Еле доковыляв до постели, она повалилась на скомканное одеяло. Ее веки были плотно сомкнуты. Роуленд обернулся к Джини, потом склонился над кроватью.
– Шанталь, потерпи еще чуть-чуть, не засыпай. Слышишь? А другое имя у него есть? Или только Стар? Как его звали, когда ты впервые с ним познакомилась?
Замолчав, он отступил от кровати. С лестницы послышался торопливый стук каблуков, и в следующее мгновение дверь распахнулась настежь. В комнату вошла женщина, с которой вчера вечером разговаривала Джини. Лицо женщины было бледным от страха. Замерев на пороге, она окинула беспокойным взглядом двоих незнакомцев и в следующее мгновение рухнула на колени у постели.

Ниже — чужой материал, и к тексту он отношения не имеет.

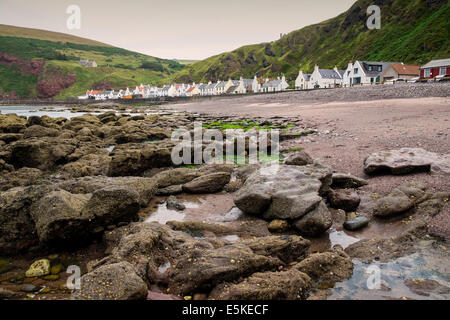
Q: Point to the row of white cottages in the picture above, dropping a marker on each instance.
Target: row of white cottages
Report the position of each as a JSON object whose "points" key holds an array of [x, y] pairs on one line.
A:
{"points": [[241, 86], [357, 73]]}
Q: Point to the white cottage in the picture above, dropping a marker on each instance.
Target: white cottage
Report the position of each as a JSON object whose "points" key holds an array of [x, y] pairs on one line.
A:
{"points": [[325, 78], [302, 81], [364, 72]]}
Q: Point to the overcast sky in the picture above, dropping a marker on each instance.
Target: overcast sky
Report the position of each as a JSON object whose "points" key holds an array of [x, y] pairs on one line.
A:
{"points": [[181, 29]]}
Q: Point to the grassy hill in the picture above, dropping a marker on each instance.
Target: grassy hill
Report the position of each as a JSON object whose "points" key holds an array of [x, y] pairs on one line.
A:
{"points": [[23, 75], [412, 31]]}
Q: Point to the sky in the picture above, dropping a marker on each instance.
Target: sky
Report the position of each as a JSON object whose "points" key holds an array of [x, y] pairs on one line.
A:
{"points": [[175, 29]]}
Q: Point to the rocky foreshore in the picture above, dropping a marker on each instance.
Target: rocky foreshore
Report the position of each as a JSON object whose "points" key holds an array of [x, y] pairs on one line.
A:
{"points": [[81, 191]]}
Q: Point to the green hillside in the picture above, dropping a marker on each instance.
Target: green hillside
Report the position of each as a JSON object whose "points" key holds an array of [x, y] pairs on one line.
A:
{"points": [[412, 31], [61, 76]]}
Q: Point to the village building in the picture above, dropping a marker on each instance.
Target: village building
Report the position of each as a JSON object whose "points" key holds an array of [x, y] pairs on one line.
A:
{"points": [[435, 69], [302, 81], [88, 64], [275, 85], [400, 71], [365, 72], [325, 78]]}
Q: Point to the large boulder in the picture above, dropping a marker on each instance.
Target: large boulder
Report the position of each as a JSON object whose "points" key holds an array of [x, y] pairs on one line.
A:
{"points": [[12, 123], [113, 204], [288, 193], [132, 160], [285, 285], [40, 153], [58, 217], [39, 132], [347, 181], [117, 281], [300, 158], [406, 160], [345, 199], [331, 266], [315, 222], [209, 183], [393, 204]]}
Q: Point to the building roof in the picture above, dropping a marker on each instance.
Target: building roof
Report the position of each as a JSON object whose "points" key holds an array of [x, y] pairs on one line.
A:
{"points": [[403, 69], [437, 63], [329, 74], [384, 65], [232, 89]]}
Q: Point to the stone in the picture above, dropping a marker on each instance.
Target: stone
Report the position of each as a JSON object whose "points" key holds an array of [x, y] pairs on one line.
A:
{"points": [[331, 266], [210, 183], [393, 204], [170, 191], [347, 181], [29, 288], [7, 294], [283, 192], [12, 123], [56, 269], [58, 217], [315, 222], [285, 285], [356, 223], [405, 161], [173, 203], [113, 204], [51, 277], [117, 281], [278, 225], [345, 199], [39, 268], [300, 158]]}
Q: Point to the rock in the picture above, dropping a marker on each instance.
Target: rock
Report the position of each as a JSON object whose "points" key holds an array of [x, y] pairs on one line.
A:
{"points": [[279, 226], [7, 294], [113, 204], [300, 158], [170, 191], [17, 228], [12, 123], [332, 266], [356, 223], [406, 160], [315, 222], [132, 160], [10, 137], [29, 288], [347, 199], [40, 153], [39, 132], [395, 203], [117, 281], [347, 181], [425, 287], [286, 285], [58, 217], [173, 203], [210, 183], [56, 269], [38, 269], [288, 193]]}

Нежно обняв Шанталь, она принялась гладить ее по волосам и бормотать ей на ухо что-то тихое, ласковое, успокаивающее. Когда же женщина обернулась, на ее лице безошибочно читались два великих чувства – любовь и гнев.
– Сколько ее там продержали? Эти скоты – они над людьми измываться мастера.
Она говорила по-французски, и Роуленд ответил ей на том же языке:
– Около часа, может, чуть дольше.
Женщина разразилась потоком ругательств. Досталось всем: и непрошеным гостям, и полиции, и правительству, и всему миру.